Tech Companies Say Abstract Ideas Do Not Deserve Patents
Can an idea be patented? Google, Facebook and six other tech companies say no. They filed an amicus brief in court Dec. 7, stating that abstract ideas that can be accomplished “on a computer,” or “over the Internet,” do not deserve patents. The brief asks courts to reject lawsuits that are based on patents for ambiguous concepts rather than specific applications because they increase costs and impede advancement.
An amicus curiae brief allows parties outside of a court case to provide information that might assist a court in making its decision. The Dec. 7 brief was also cosigned by Zynga, Dell, Intuit, Homeaway, Rackspace and Red Hat. The brief offers information to the US Court of Appeals in the case of CLS vs Alice. In the suit, CLS claims Alice’s patents for the vague concept of financial intermediation within a computer are not valid. The court originally rules Alice’s patents were valid and could be used to counter-sue CLS for infringement.
The companies filing the amicus hope to convince the court that the issue, if allowed to pursue, could place the tech industry in great danger.
“Many computer-related patent claims just describe an abstract idea at a high level of generality and say to perform it on a computer or over the Internet.

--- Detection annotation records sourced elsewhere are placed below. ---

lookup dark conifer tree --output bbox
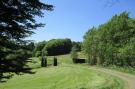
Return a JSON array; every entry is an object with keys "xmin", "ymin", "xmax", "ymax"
[{"xmin": 0, "ymin": 0, "xmax": 53, "ymax": 79}]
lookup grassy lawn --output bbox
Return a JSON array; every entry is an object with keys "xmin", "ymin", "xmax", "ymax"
[{"xmin": 0, "ymin": 55, "xmax": 123, "ymax": 89}]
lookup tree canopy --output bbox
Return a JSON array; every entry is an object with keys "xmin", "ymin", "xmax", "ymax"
[
  {"xmin": 0, "ymin": 0, "xmax": 53, "ymax": 79},
  {"xmin": 83, "ymin": 12, "xmax": 135, "ymax": 67}
]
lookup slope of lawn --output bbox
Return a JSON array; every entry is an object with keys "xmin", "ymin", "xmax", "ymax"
[{"xmin": 0, "ymin": 55, "xmax": 123, "ymax": 89}]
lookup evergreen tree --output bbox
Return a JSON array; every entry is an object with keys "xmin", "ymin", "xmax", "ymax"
[{"xmin": 0, "ymin": 0, "xmax": 53, "ymax": 79}]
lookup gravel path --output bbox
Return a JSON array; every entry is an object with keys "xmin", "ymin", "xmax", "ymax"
[{"xmin": 91, "ymin": 67, "xmax": 135, "ymax": 89}]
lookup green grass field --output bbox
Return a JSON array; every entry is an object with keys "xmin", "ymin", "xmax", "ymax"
[{"xmin": 0, "ymin": 55, "xmax": 123, "ymax": 89}]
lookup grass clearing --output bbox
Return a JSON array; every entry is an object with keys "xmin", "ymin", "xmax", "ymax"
[{"xmin": 0, "ymin": 55, "xmax": 123, "ymax": 89}]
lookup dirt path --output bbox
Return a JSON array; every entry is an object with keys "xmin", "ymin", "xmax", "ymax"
[{"xmin": 91, "ymin": 67, "xmax": 135, "ymax": 89}]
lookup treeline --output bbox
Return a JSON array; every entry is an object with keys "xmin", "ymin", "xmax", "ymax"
[
  {"xmin": 33, "ymin": 38, "xmax": 82, "ymax": 57},
  {"xmin": 83, "ymin": 12, "xmax": 135, "ymax": 67}
]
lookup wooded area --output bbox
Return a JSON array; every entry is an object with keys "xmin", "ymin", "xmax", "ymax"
[{"xmin": 83, "ymin": 12, "xmax": 135, "ymax": 67}]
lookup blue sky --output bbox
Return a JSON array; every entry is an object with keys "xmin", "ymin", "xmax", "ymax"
[{"xmin": 27, "ymin": 0, "xmax": 135, "ymax": 42}]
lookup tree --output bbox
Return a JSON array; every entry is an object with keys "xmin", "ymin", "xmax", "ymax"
[
  {"xmin": 70, "ymin": 46, "xmax": 78, "ymax": 63},
  {"xmin": 33, "ymin": 41, "xmax": 47, "ymax": 57},
  {"xmin": 53, "ymin": 57, "xmax": 58, "ymax": 66},
  {"xmin": 42, "ymin": 39, "xmax": 72, "ymax": 56},
  {"xmin": 83, "ymin": 12, "xmax": 135, "ymax": 67},
  {"xmin": 0, "ymin": 0, "xmax": 53, "ymax": 79}
]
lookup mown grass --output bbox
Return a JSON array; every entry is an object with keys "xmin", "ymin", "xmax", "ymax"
[
  {"xmin": 0, "ymin": 55, "xmax": 123, "ymax": 89},
  {"xmin": 106, "ymin": 66, "xmax": 135, "ymax": 75}
]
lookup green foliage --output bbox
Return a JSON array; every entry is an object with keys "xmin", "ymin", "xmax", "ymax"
[
  {"xmin": 41, "ymin": 57, "xmax": 47, "ymax": 67},
  {"xmin": 0, "ymin": 0, "xmax": 53, "ymax": 81},
  {"xmin": 72, "ymin": 41, "xmax": 82, "ymax": 51},
  {"xmin": 70, "ymin": 46, "xmax": 78, "ymax": 63},
  {"xmin": 33, "ymin": 41, "xmax": 47, "ymax": 57},
  {"xmin": 83, "ymin": 12, "xmax": 135, "ymax": 67},
  {"xmin": 53, "ymin": 57, "xmax": 58, "ymax": 66},
  {"xmin": 42, "ymin": 39, "xmax": 72, "ymax": 56}
]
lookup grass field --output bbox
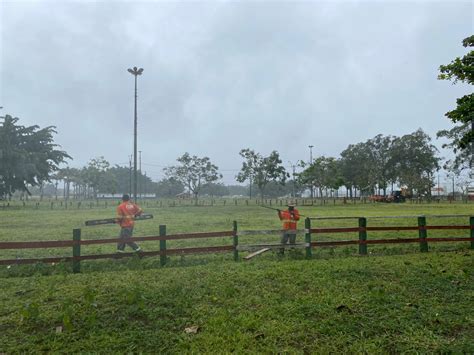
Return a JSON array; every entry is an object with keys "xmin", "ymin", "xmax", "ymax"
[{"xmin": 0, "ymin": 200, "xmax": 474, "ymax": 353}]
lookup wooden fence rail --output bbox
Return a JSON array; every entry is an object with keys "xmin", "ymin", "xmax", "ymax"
[{"xmin": 0, "ymin": 216, "xmax": 474, "ymax": 272}]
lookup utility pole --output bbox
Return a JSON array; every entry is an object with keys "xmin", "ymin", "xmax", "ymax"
[
  {"xmin": 438, "ymin": 173, "xmax": 439, "ymax": 198},
  {"xmin": 128, "ymin": 155, "xmax": 132, "ymax": 195},
  {"xmin": 453, "ymin": 174, "xmax": 456, "ymax": 201},
  {"xmin": 308, "ymin": 145, "xmax": 314, "ymax": 200},
  {"xmin": 138, "ymin": 150, "xmax": 142, "ymax": 200},
  {"xmin": 127, "ymin": 67, "xmax": 143, "ymax": 202},
  {"xmin": 288, "ymin": 161, "xmax": 296, "ymax": 198}
]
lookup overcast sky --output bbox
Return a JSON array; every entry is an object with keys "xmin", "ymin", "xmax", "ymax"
[{"xmin": 0, "ymin": 0, "xmax": 474, "ymax": 183}]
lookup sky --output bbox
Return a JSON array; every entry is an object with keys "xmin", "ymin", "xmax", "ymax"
[{"xmin": 0, "ymin": 0, "xmax": 474, "ymax": 184}]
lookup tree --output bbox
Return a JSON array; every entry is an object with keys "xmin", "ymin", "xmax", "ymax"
[
  {"xmin": 156, "ymin": 177, "xmax": 184, "ymax": 197},
  {"xmin": 236, "ymin": 148, "xmax": 289, "ymax": 200},
  {"xmin": 0, "ymin": 115, "xmax": 71, "ymax": 197},
  {"xmin": 201, "ymin": 182, "xmax": 229, "ymax": 197},
  {"xmin": 340, "ymin": 143, "xmax": 377, "ymax": 197},
  {"xmin": 438, "ymin": 35, "xmax": 474, "ymax": 169},
  {"xmin": 366, "ymin": 134, "xmax": 396, "ymax": 195},
  {"xmin": 84, "ymin": 156, "xmax": 110, "ymax": 198},
  {"xmin": 298, "ymin": 156, "xmax": 343, "ymax": 196},
  {"xmin": 164, "ymin": 153, "xmax": 222, "ymax": 203},
  {"xmin": 392, "ymin": 129, "xmax": 440, "ymax": 196},
  {"xmin": 436, "ymin": 123, "xmax": 472, "ymax": 176}
]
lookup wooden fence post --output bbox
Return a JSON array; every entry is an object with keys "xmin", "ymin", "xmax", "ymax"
[
  {"xmin": 418, "ymin": 216, "xmax": 428, "ymax": 253},
  {"xmin": 234, "ymin": 221, "xmax": 239, "ymax": 261},
  {"xmin": 72, "ymin": 229, "xmax": 81, "ymax": 274},
  {"xmin": 304, "ymin": 217, "xmax": 313, "ymax": 259},
  {"xmin": 359, "ymin": 217, "xmax": 367, "ymax": 255},
  {"xmin": 469, "ymin": 217, "xmax": 474, "ymax": 249},
  {"xmin": 160, "ymin": 224, "xmax": 166, "ymax": 266}
]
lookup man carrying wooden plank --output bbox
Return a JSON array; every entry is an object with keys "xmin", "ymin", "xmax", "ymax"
[
  {"xmin": 277, "ymin": 202, "xmax": 300, "ymax": 255},
  {"xmin": 117, "ymin": 194, "xmax": 143, "ymax": 253}
]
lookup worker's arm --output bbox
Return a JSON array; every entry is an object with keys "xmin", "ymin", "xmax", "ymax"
[
  {"xmin": 293, "ymin": 210, "xmax": 300, "ymax": 221},
  {"xmin": 115, "ymin": 207, "xmax": 123, "ymax": 224},
  {"xmin": 135, "ymin": 205, "xmax": 143, "ymax": 217}
]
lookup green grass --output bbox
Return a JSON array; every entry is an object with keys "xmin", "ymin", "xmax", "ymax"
[{"xmin": 0, "ymin": 200, "xmax": 474, "ymax": 353}]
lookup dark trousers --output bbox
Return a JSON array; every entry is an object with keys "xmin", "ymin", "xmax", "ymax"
[
  {"xmin": 280, "ymin": 231, "xmax": 296, "ymax": 254},
  {"xmin": 117, "ymin": 227, "xmax": 139, "ymax": 250}
]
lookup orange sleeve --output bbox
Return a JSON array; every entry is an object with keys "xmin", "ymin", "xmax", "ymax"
[{"xmin": 295, "ymin": 210, "xmax": 300, "ymax": 221}]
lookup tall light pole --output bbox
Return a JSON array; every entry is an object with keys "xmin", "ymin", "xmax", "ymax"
[
  {"xmin": 308, "ymin": 145, "xmax": 314, "ymax": 200},
  {"xmin": 138, "ymin": 150, "xmax": 143, "ymax": 200},
  {"xmin": 127, "ymin": 67, "xmax": 143, "ymax": 202}
]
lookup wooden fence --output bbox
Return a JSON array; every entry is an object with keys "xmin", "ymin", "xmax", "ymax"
[
  {"xmin": 0, "ymin": 215, "xmax": 474, "ymax": 273},
  {"xmin": 0, "ymin": 196, "xmax": 474, "ymax": 210}
]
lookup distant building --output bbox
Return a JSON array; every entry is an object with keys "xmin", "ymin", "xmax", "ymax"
[{"xmin": 175, "ymin": 191, "xmax": 193, "ymax": 200}]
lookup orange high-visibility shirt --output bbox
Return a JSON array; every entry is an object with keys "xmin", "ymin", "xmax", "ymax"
[
  {"xmin": 117, "ymin": 201, "xmax": 142, "ymax": 228},
  {"xmin": 278, "ymin": 208, "xmax": 300, "ymax": 230}
]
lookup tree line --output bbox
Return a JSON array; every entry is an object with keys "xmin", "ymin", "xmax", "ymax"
[{"xmin": 0, "ymin": 36, "xmax": 474, "ymax": 200}]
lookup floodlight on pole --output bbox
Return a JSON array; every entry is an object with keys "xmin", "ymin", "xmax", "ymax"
[{"xmin": 127, "ymin": 67, "xmax": 143, "ymax": 202}]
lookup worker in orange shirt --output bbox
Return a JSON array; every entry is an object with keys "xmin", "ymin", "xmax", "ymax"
[
  {"xmin": 117, "ymin": 194, "xmax": 143, "ymax": 253},
  {"xmin": 278, "ymin": 203, "xmax": 300, "ymax": 254}
]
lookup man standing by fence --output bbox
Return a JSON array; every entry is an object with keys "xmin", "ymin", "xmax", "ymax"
[
  {"xmin": 278, "ymin": 203, "xmax": 300, "ymax": 254},
  {"xmin": 117, "ymin": 194, "xmax": 143, "ymax": 253}
]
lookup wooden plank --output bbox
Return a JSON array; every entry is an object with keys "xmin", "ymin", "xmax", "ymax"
[
  {"xmin": 237, "ymin": 229, "xmax": 306, "ymax": 235},
  {"xmin": 0, "ymin": 231, "xmax": 234, "ymax": 249},
  {"xmin": 310, "ymin": 227, "xmax": 361, "ymax": 234},
  {"xmin": 237, "ymin": 243, "xmax": 308, "ymax": 251},
  {"xmin": 244, "ymin": 248, "xmax": 271, "ymax": 260}
]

Such barebones claims grant exclusive rights over the abstract idea itself, with no limit on how the idea is implemented. Granting patent protection for such claims would impair, not promote, innovation by conferring exclusive rights on those who have not meaningfully innovated, and thereby penalizing those that do later innovate by blocking or taxing their applications of the abstract idea…The abstractness of computer-related patents bears much of the blame for the extraordinarily high litigation and settlement costs associated with such patents. It is, therefore, imperative that courts enforce Section 101′ s “screening” function (Mayo, 132 S. Ct. at 1303) early in most cases, to save defendants and the courts from the unnecessary expense of fully litigating or settling cases- like this one that should be dismissed at the outset.”
The companies wrapped up their argument by explaining what, in fact, would qualify for a patent—applying an idea into a workable concept.
“It is easy to think of abstract ideas about what a computer or website should do, but the difficult, valuable, and often groundbreaking part of online innovation comes next: Designing, analyzing, building, and deploying the interface, software, and hardware to implement that idea in a way that is useful in daily life. Simply put, ideas are much easier to come by than working implementations.”